It was a little bit crazy outside the airport. Once you get off the escalator to get your bags you can already go outside, kind of like the airports in Manila. While waiting for our driver, we saw a trolley crossing the street. Just the trolley rolling down and the cars were just avoiding it and no one bothered to catch it at the other end! I wish I got a video of it because it was pretty funny.
The one thing I noticed is that Vietnam really makes use of their OOH capabilities. So many bright LED lights all over! It was such a bright sight. At the airport there were still a lot of cars but as we went closer to our AirBnb, it became motorcycle heaven.
I was unable to take pictures of our room, but it was such a steal. It was an apartment/hotel set up which reminded me of uni. They did my laundry, and we even got to borrow a rice cooker and ask for some chili sauce. It’s a little bit outside the city center (about 15 minutes away) and sometimes the taxi we would get can’t find the place exactly (just at the end of the street) but our host was so nice and helpful!
We didn’t have a fixed plan on what to do, so for our first day I went ahead to do some shopping for some people at work.
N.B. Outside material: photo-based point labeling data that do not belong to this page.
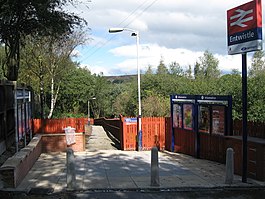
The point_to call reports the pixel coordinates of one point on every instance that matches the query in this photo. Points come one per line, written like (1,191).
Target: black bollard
(70,164)
(229,176)
(154,167)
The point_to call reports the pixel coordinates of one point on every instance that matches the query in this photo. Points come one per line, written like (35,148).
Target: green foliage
(21,18)
(120,95)
(161,68)
(258,63)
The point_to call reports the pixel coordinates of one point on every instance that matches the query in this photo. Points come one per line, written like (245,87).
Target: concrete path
(99,169)
(113,169)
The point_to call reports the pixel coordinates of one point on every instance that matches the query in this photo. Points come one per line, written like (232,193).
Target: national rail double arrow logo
(241,18)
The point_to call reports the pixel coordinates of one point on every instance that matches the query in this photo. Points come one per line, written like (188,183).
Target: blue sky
(172,30)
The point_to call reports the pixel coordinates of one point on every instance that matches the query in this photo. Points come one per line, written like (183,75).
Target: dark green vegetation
(22,18)
(38,40)
(73,86)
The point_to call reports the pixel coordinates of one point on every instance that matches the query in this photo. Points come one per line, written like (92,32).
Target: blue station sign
(244,27)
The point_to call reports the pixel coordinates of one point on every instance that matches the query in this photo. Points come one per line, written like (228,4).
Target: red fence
(111,125)
(126,132)
(51,126)
(153,133)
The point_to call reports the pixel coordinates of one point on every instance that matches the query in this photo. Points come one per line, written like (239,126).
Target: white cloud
(176,30)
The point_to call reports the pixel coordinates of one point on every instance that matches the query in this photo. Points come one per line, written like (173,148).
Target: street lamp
(88,109)
(135,33)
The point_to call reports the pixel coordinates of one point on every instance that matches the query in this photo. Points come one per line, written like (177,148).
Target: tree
(207,66)
(161,68)
(50,61)
(20,18)
(175,69)
(149,70)
(258,63)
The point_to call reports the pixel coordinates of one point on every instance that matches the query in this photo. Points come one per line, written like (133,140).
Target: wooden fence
(153,133)
(125,131)
(52,126)
(255,129)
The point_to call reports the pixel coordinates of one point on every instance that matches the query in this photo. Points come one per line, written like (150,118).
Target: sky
(172,30)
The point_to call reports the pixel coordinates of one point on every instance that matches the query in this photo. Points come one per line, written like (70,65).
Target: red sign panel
(244,26)
(244,17)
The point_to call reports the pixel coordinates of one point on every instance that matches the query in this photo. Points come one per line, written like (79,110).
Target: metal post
(70,170)
(88,113)
(139,96)
(154,167)
(244,117)
(15,114)
(229,171)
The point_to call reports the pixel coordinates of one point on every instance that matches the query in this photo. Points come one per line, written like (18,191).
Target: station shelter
(200,124)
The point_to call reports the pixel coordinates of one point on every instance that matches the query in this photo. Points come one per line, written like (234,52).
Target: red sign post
(244,34)
(244,28)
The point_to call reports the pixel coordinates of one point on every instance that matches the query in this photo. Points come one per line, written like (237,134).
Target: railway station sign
(244,28)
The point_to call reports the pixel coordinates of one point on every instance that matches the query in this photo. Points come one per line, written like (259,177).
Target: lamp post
(88,109)
(135,33)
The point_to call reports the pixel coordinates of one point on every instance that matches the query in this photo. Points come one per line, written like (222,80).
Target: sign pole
(244,117)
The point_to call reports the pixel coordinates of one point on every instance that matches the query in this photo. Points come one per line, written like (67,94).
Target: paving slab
(115,169)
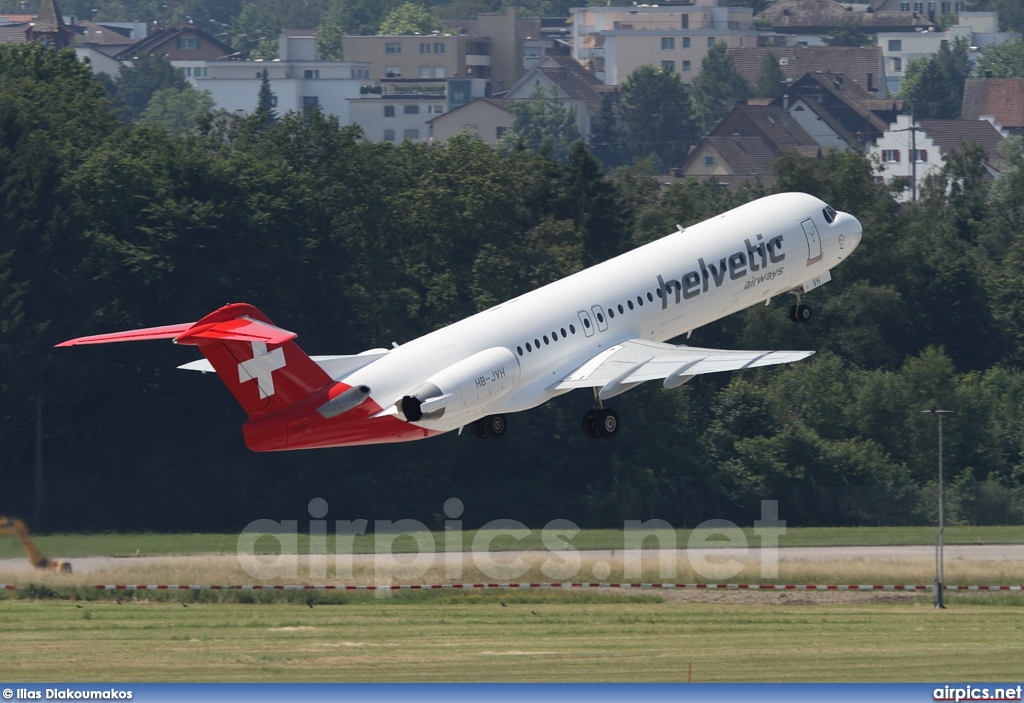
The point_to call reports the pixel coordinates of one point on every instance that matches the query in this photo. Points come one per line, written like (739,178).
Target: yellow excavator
(13,526)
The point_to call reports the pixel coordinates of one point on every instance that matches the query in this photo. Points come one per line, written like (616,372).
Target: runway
(972,553)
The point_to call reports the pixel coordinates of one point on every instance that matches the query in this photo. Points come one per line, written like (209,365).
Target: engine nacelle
(462,387)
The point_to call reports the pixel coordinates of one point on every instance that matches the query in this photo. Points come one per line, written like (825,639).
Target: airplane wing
(625,365)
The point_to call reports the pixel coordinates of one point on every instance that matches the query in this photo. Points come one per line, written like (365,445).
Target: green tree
(606,137)
(935,85)
(543,123)
(717,88)
(771,80)
(656,117)
(848,33)
(409,18)
(138,82)
(1001,60)
(265,101)
(177,111)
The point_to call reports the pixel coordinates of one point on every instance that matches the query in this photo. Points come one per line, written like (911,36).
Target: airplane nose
(850,231)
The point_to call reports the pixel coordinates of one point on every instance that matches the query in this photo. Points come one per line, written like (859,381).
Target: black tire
(496,426)
(606,423)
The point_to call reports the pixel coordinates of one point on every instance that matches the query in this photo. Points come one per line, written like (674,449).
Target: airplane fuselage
(510,357)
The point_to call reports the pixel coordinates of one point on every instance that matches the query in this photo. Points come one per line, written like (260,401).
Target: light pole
(939,586)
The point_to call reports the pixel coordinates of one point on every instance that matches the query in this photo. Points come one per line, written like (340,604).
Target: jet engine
(463,387)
Ben Thanh Market is an experience. If I managed to take more pictures I would probably write a separate post on it. I like to shop (the window kind), and I enjoy looking around and seeing what each store has to offer. This place was overwhelming. There’s a lot of people, tourists and locals, going around. They pretty much sell everything there, even tailored suits. I managed to buy a few souvenirs and some cool earrings. My favorite part is that the vendors know how to say ‘hello’ and ‘buy here’ in whatever your local language is. They greeted my friend in Filipino, but they kept greeting me in Thai when I was there!
There was so many to see and buy that I suggest once you find something, don’t go around trying to find it sold cheaper. I think their prices are standard and just a matter of bargaining.
After that we had our nails done! I was itching to get gel nails in Bangkok but wasn’t able to get a manicure there due to Songkran affecting the schedule.
It took a while but it is so beautiful! I have been thinking of getting them for a while now but it is always so expensive back home and I haven’t found a place that seems knowledgeable enough on it. I do feel a little bit troubled with some stuff such as picking up flat objects off the ground, opening soda cans, getting money from my wallet. It’s like having freshly painted nails all the time!
After that we decided to grab some food. We were famished so we ate at the first place we saw. It was a pizza place that was really, really good. I had risotto and pizza. Such a headache finishing it but it was so worth it as we hadn’t eaten in so long.
It was time for more exploring! I wanted to see the post office as it is suggested by every travel blog I read. It didn’t seem too far so off we walked. We kept walking and eventually ended up in the city hall.
People kept on walking past it so I wasn’t completely sure if we were allowed to take pictures. Cars pass through that street so it was a bit hard to take the shot that I wanted.
We walked a bit more and I saw the Notre Dame from afar. It was under construction and there was mass at the time.
We went to the post office first. There were so many people, but it was such a sight to behold! You can really see the French influence in its architecture from the outside. Even if you don’t deep dive into the specifics, the colors, the façade, and the structure is so different from your typical Asian architecture.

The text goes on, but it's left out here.